Sama seperti tahun 2020, tahun ini pemerintah memutuskan untuk tidak memberangkatkan jemaah haji.
Alasannya karena pandemi COVID-19 belum selesai di banyak negara termasuk Arab Saudi. Hal ini disebut dapat mengancam keselamatan jemaah.
Jika tak ada keberangkatan, apakah dana haji bisa di-refund? Jawabannya bisa, begini caranya.
SCROLL TO CONTINUE WITH CONTENT
Sebelum melakukan pembatalan, yang harus diperhatikan adalah jemaah tak akan mendapatkan lagi prioritas keberangkatan tahun berikutnya jika membatalkan pendaftaran.
Ketua Umum Serikat Penyelenggaraan Umrah Haji Indonesia (Sapuhi) Syam Resfiadi menyebut, total uang tidak dapat kesempatan tahun berikutnya.
"Jika hanya pelunasan (yang dibatalkan) masih ada prioritas berangkat tahun berikutnya," kata dia.
Ada sejumlah syarat yang harus dipenuhi calon jemaah untuk pembatalan. Misalnya calon jemaah mengajukan ke Penyelenggara Ibadah Haji Khusus (PIHK) dengan surat pernyataannya. Kemudian, calon jemaah juga mesti membawa dokumen yakni fotocopy kartu keluarga (KK), KTP, surat nikah jika bersuami atau istri, dan rekening dalam bentuk dolar Amerika Serikat (US$) atau rupiah.
Kemudian surat akan dikirim ke Kementerian Agama untuk dibuatkan surat keterangan kepada Badan Pengelola Keuangan Haji (BPKH) agar mencairkan dana pembatalan dari calon jemaah haji ke PIHK.
Ketiga, setelah uang masuk maka PIHK akan mengirimkan uang ke jemaah setelah dipotong biaya-biaya yang diperlukan.
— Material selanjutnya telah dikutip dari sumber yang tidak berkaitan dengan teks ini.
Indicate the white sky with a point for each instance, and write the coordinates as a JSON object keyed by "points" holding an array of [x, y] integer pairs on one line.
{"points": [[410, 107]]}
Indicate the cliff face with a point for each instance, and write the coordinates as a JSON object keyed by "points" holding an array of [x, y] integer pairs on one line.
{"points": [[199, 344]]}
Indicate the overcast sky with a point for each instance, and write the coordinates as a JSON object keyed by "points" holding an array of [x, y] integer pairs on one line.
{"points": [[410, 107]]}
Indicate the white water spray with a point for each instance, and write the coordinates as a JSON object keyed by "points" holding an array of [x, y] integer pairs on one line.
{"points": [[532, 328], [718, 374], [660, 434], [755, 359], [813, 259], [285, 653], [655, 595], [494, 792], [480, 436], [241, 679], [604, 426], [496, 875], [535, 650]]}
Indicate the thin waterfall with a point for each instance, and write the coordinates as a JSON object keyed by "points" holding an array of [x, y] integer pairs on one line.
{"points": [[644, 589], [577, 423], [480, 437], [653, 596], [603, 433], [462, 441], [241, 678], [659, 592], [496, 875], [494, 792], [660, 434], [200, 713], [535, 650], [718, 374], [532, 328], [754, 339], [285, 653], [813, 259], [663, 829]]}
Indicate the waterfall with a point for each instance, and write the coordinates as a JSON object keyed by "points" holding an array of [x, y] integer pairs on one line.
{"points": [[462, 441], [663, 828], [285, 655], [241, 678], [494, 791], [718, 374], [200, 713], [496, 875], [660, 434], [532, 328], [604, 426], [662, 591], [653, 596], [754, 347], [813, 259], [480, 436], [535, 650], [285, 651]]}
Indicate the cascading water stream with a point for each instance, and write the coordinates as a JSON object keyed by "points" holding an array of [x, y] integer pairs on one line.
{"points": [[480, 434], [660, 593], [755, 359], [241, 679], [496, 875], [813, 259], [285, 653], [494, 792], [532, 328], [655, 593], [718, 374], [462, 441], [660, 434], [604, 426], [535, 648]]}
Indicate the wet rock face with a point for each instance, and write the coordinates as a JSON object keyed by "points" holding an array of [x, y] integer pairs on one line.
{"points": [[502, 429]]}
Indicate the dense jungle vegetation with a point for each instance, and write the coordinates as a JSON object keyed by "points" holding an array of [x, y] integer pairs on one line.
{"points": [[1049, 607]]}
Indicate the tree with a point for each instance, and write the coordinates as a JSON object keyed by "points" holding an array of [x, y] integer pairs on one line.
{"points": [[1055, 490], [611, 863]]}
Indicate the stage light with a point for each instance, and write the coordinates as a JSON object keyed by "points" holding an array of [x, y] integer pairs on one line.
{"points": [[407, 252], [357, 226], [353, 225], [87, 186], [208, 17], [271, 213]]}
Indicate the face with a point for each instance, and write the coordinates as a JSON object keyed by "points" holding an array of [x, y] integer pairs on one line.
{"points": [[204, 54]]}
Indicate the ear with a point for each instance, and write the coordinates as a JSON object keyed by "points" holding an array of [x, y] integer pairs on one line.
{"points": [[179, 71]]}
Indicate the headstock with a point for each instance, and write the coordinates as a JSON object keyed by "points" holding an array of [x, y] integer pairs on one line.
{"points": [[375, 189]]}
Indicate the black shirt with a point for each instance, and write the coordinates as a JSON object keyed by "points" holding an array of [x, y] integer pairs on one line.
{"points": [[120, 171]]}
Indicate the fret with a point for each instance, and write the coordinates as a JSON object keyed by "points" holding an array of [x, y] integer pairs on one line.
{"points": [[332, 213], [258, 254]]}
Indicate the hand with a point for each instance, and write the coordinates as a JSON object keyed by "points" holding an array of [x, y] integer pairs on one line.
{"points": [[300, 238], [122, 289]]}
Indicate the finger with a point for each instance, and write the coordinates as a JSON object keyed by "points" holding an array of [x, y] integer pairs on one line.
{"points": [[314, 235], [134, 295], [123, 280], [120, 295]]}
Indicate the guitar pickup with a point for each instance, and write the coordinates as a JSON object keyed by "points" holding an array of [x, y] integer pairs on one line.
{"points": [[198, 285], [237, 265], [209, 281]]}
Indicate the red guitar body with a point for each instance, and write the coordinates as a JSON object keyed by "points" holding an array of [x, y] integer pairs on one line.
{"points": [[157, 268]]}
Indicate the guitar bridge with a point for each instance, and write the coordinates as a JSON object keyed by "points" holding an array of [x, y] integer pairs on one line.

Dia menuturkan, pemotongan itu variatif dari masing-masing PIKH dengan minimum US$ 300. "Pemotongan tergantung berapa besar biaya yang sudah dikeluarkan oleh PIHK masing, paling rendah US$ 300/orang," ujarnya.
Ia mengatakan, proses pengembalian dana ke calon nasabah ini ialah 7 hari kerja. "Peraturannya 7 hari kerja," ungkapnya.
Dia menambahkan, untuk calon jemaah haji reguler pengurusannya dilakukan di Kantor Wilayah (Kanwil) Kementerian Agama masing-masing provinsi. "Bisa (dibatalkan) tapi melalui Kanwil Kemenag di provinsi masing-masing," ujarnya.